The Normans pass Teletown on their way to Las Vegas, spying a strange and enigmatic gathering of people who own televisions but, believe it or not, do not watch them. Mr. Norman turned around for this place but digital entertainment in Sin City was a stronger force. 

 

 

 

Highlighting the unnatural premise is the fact that actual bear/shark confrontation does not feature a real, live bear slicing into a flesh-and-fin shark. The two are the products of computers, put together to appear ""convincingly fake."" As the Normans watch the beasts tear into each other, they stare, like they have for so long, at something they do not really believe but are entertained by.

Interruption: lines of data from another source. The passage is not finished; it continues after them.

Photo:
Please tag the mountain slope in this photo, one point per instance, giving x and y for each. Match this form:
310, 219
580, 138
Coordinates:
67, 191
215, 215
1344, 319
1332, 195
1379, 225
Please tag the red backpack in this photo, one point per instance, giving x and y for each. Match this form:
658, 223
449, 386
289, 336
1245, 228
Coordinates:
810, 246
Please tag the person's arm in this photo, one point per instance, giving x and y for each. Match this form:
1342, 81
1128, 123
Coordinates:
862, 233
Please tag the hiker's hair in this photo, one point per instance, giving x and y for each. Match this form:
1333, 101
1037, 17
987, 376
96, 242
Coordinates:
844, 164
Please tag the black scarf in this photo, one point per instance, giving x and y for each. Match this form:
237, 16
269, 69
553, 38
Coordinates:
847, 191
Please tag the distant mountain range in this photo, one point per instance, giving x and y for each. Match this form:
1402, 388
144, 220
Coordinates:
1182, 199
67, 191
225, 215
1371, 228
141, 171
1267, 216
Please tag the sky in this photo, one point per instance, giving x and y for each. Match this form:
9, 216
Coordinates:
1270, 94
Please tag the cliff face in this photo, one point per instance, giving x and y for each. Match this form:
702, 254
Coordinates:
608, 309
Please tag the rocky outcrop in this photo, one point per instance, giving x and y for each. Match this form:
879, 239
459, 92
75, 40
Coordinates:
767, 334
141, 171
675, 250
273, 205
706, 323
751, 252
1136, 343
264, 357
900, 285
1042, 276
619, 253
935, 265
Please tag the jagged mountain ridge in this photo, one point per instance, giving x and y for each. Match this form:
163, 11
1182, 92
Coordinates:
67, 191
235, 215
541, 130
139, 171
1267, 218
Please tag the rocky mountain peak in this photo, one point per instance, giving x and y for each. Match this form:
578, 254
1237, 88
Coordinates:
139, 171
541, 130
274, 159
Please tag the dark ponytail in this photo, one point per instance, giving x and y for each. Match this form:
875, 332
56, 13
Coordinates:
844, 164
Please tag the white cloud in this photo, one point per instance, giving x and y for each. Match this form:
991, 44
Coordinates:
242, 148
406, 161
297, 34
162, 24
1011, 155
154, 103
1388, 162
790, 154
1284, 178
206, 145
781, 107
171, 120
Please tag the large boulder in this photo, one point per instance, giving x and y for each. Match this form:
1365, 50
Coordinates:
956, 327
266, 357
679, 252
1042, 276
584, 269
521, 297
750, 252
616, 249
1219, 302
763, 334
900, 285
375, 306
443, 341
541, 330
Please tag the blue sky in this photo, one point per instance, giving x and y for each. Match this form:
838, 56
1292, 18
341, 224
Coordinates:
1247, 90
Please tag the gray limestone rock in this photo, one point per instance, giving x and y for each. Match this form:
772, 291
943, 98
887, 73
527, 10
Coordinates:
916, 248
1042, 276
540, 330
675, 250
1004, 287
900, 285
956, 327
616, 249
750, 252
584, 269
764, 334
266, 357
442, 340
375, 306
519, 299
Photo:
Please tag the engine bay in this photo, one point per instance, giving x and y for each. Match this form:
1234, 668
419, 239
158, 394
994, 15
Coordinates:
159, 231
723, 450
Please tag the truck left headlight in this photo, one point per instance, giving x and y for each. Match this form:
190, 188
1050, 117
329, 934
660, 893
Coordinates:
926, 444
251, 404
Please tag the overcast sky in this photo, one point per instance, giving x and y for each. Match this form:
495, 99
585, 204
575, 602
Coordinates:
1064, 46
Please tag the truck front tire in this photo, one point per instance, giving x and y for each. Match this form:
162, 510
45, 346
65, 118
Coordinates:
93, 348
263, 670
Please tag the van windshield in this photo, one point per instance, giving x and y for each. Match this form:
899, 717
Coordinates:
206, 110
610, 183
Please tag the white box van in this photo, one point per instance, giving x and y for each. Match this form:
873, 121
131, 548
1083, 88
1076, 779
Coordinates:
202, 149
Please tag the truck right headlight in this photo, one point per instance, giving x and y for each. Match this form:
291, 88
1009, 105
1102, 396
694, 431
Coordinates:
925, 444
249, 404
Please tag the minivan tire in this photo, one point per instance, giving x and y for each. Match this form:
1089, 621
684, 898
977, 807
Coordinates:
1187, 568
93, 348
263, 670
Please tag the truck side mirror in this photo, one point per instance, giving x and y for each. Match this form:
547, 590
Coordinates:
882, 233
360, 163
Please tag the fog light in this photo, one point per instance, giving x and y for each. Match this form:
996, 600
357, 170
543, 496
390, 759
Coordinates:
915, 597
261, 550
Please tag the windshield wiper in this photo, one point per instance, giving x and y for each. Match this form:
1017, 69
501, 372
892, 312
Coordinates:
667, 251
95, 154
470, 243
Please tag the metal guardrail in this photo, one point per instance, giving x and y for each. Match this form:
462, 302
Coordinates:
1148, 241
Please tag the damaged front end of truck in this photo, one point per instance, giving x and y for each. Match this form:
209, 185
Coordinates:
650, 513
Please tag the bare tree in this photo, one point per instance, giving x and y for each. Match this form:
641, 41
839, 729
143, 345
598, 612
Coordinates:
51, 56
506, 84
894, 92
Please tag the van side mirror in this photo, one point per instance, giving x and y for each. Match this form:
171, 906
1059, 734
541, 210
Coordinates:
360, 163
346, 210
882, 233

That entertainment, which they see as a right, is just enough to satisfy them. 

 

 

 

Giving himself over to satire, Bachelder falls into the trap of the genre; he walks too close to his subject and turns ""Bear v. Shark"" into a spectacle itself. Reading the book keeps pages turning and the plot passing with a momentary digression to slow the pace. Reading becomes a visceral act that passes quickly and is forgotten just in time for the next big event, the next attention-grabbing bit of gruesomeness. While shooting down a culture of wired lifestyles and hectic living, Bachelder hits himself in the foot. This ironic mistake only proves how well the book works-satire even lampoons itself.